Ninth Circuit May Lift Block of Trump Contraceptives Exemptions

A one-month dosage of hormonal birth control pills. New Trump administration rules allow more employers to opt out of covering contraceptives as a preventive benefit for women under the Affordable Care Act. (RICH PEDRONCELLI • ASSOCIATED PRESS)

SAN FRANCISCO (CN) – The Ninth Circuit signaled Friday it will lift a nationwide preliminary injunction of federal rules to expand employer exemptions for contraception coverage on religious and moral grounds.

Senior U.S. Circuit Judge J. Clifford Wallace, a Richard Nixon appointee, said during Thursday’s hearing he initially supported blocking two rules issued by the Trump administration in October 2017 while five state attorneys general lead by California Attorney General Xavier Becerra challenge them in Oakland federal court.

But the parties’ March agreement to stay the case pending an appeal of the injunction changed that, Wallace said, because it meant “at least a year delay before people all over the United States find out what their rights are under the First Amendment.”

Meanwhile, Senior U.S. Circuit Judge Andrew Kleinfeld, a George H.W. Bush appointee, indicated he would toss the injunction primarily based on standing. He said individual women, not the states in which they live, have standing because the women are “the ones directly affected.”

“The basic premise of standing here is if the feds don’t make the insurance companies pay, ‘we [the states] will have to pay, and it will cost us money,'” Kleinfeld said.

“I’m not sure I understand just why the states have to provide contraceptives for women,” he continued. “If the states don’t have to provide contraceptives for women who don’t get the money from someplace else, I don’t think there would be standing, so why does California have to provide the money for contraceptives for women if the insurance companies compelled by the feds don’t?”

California Justice Department attorney Karli Eisenberg explained state programs providing contraception coverage for those who don’t otherwise have access to it had been in place “long before” the Trump administration’s new rules.

“So what?” Kleinfeld retorted.

The Affordable Care Act requires employers to offer health insurance that covers contraception with no co-payment. Houses of worship have an exemption to the mandate, and nonprofits were allowed to opt out via an accommodation by which an employer certifies its objection to the mandate to the federal government. The government is consequently tasked with confirming that insurers provide separate coverage.

But the administration issued new rules in October 2017 letting any employer or health insurer with religious or moral objections to providing birth control opt out of the contraceptive-coverage requirement. Under the new rules, exempted entities no longer need to certify their objection or otherwise notify the federal government of their decision to stop providing coverage.

In granting a nationwide preliminary injunction last December, U.S. District Judge Haywood Gilliam Jr. found the states would likely prove the administration violated the Administrative Procedure Act by issuing the rules without advance notice and comment, and that the violation would cause the states imminent fiscal harm because they would have to pay for contraception and unplanned pregnancies under the rules.

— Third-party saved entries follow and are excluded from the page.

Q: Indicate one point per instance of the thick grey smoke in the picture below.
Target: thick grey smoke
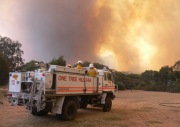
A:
(129, 35)
(65, 27)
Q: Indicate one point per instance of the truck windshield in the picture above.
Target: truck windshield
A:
(108, 76)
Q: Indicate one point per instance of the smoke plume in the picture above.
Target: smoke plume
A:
(127, 35)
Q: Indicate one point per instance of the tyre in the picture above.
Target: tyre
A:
(108, 104)
(83, 104)
(69, 110)
(42, 112)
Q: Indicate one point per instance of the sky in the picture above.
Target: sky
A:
(126, 35)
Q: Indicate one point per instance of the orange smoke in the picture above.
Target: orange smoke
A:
(138, 35)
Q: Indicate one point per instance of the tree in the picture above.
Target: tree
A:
(4, 70)
(60, 61)
(11, 50)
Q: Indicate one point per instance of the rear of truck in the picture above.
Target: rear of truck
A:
(63, 90)
(19, 87)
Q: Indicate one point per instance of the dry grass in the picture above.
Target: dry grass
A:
(130, 109)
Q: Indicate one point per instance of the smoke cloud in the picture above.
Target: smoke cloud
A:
(127, 35)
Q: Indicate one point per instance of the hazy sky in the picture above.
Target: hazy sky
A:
(127, 35)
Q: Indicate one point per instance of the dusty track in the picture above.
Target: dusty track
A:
(130, 109)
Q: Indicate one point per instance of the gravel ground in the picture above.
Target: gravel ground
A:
(130, 109)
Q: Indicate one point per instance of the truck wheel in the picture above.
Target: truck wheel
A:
(83, 104)
(42, 112)
(69, 110)
(108, 104)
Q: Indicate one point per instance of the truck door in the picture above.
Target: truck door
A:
(107, 83)
(14, 82)
(100, 84)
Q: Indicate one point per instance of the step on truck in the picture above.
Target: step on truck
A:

On Friday, U.S. Circuit Judge Susan Graber focused most of her questions on fiscal impacts, indicating she was leaning toward upholding the states’ injunction.

The Clinton appointee suggested the states had satisfied standing requirements because four out of five mandate contraception coverage and will have to cover more women if the injunction is lifted.

Graber also questioned the Trump administration’s contention it had “good cause” to quickly push through the rules without notice and comment “to alleviate the burden imposed by the contraceptive-coverage mandate on those with sincerely held religious beliefs and moral convictions and to clear up uncertainty caused by lengthy and unresolved litigation,” according to the administration’s appeals brief.

Defendant-intervenors The Little Sisters of the Poor, a religious nonprofit operated by an order of Catholic nuns, previously won an injunction at the U.S. Supreme Court in Zubik v. Burwell, which they say is threatened by the states’ lawsuit.

The Zubik injunction bars the federal government from imposing fines on religious nonprofits that don’t comply with the contraception mandate.

Zubik was one of eight cases the Supreme Court took up from four circuit courts, all of which found the Affordable Care Act’s contraception mandate serves a compelling government interest while giving religious groups an acceptable way out.

“I share to a certain extent Judge Wallace’s frustration with appeals of preliminary injunctions,” Graber said. “But the fact that the government stipulated [to a stay of the lawsuit] suggests they see less urgency than their argument today states.”

Both Graber and Wallace indicated the court could instead defer ruling while the federal Office of Management and Budget reviews the rules, which began again last week.

But Wallace emphasized his desire to move quickly by lifting the injunction. “Justice delayed is justice denied,” he said.

Justice Department attorney Lowell Sturgill Jr. argued for the administration.